Description
A fresh and vibrant Mediterranean Quinoa Salad combining fluffy quinoa with crisp cucumbers, sweet tomatoes, colorful bell peppers, tangy kalamata olives, and creamy feta cheese, all tossed in a zesty lemon and red wine vinegar dressing. Perfect as a light lunch or a side dish, this salad is easy to prepare and packed with wholesome flavors.
Ingredients
Quinoa
- 1 cup uncooked quinoa
Vegetables
- 3 Persian (mini) cucumbers or 1/2 English cucumber, sliced
- Generous handful little tomatoes, halved
- 1 red bell pepper, chopped
- 1/2 green bell pepper, chopped
- 2 tablespoons red onion, chopped
Other
- Handful kalamata olives, pitted
- 3.5 ounces cubed feta cheese (preferably packed in oil and herbs)
Dressing
- 1 tablespoon olive oil
- 1 tablespoon lemon juice
- 1 tablespoon red wine vinegar
- 1/2 teaspoon dried oregano (or more to taste)
- Salt and pepper, to taste
Instructions
- Cook the Quinoa: Rinse the quinoa thoroughly under cold water to remove any bitterness. Cook according to package directions, usually simmering in water for about 15 minutes until fluffy. Once cooked, set it aside to cool completely.
- Prepare the Vegetables: While the quinoa is cooking and cooling, slice the cucumbers, halve the tomatoes, chop the red and green bell peppers, and finely chop the red onion. Add all these ingredients along with the kalamata olives and cubed feta cheese into a large salad bowl.
- Combine Quinoa with Vegetables: When the quinoa has cooled to room temperature, add it to the salad bowl with the prepared vegetables and cheese.
- Dress the Salad: Pour in the olive oil, lemon juice, red wine vinegar, and sprinkle the dried oregano over the salad. Mix everything gently but thoroughly. Season with salt and pepper to taste. Adjust the dressing by adding more oil or vinegar if desired.

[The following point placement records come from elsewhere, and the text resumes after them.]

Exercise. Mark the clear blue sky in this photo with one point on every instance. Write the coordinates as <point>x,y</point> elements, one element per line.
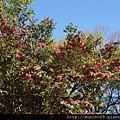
<point>86,14</point>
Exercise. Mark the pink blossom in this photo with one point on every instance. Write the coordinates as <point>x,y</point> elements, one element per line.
<point>91,74</point>
<point>43,45</point>
<point>59,78</point>
<point>79,31</point>
<point>37,68</point>
<point>106,75</point>
<point>88,64</point>
<point>118,79</point>
<point>99,64</point>
<point>28,76</point>
<point>23,31</point>
<point>108,44</point>
<point>107,92</point>
<point>75,102</point>
<point>62,102</point>
<point>101,105</point>
<point>55,48</point>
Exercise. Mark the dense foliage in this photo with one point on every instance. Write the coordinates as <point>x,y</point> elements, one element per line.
<point>37,76</point>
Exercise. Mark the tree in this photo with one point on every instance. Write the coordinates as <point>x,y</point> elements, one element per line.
<point>37,76</point>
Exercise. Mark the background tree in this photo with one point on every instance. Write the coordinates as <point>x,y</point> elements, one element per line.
<point>37,76</point>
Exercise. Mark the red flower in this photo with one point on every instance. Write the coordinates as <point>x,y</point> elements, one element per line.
<point>28,76</point>
<point>79,31</point>
<point>88,64</point>
<point>106,75</point>
<point>75,102</point>
<point>43,45</point>
<point>23,31</point>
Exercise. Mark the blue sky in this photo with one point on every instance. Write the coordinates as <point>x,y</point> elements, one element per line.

- Serve or Chill: You can serve the salad immediately or chill it in the refrigerator for enhanced flavor. The salad keeps well for a few days when refrigerated in a sealed container.
Notes
- Allowing the quinoa to cool before mixing prevents wilting the fresh vegetables and feta.
- The salad can be customized with additional herbs like fresh parsley or mint for extra flavor.
- Use Persian cucumbers if possible for a less watery texture.
- This salad is a great make-ahead dish; flavors deepen when chilled overnight.
- Adjust salt carefully due to the salty nature of feta and olives.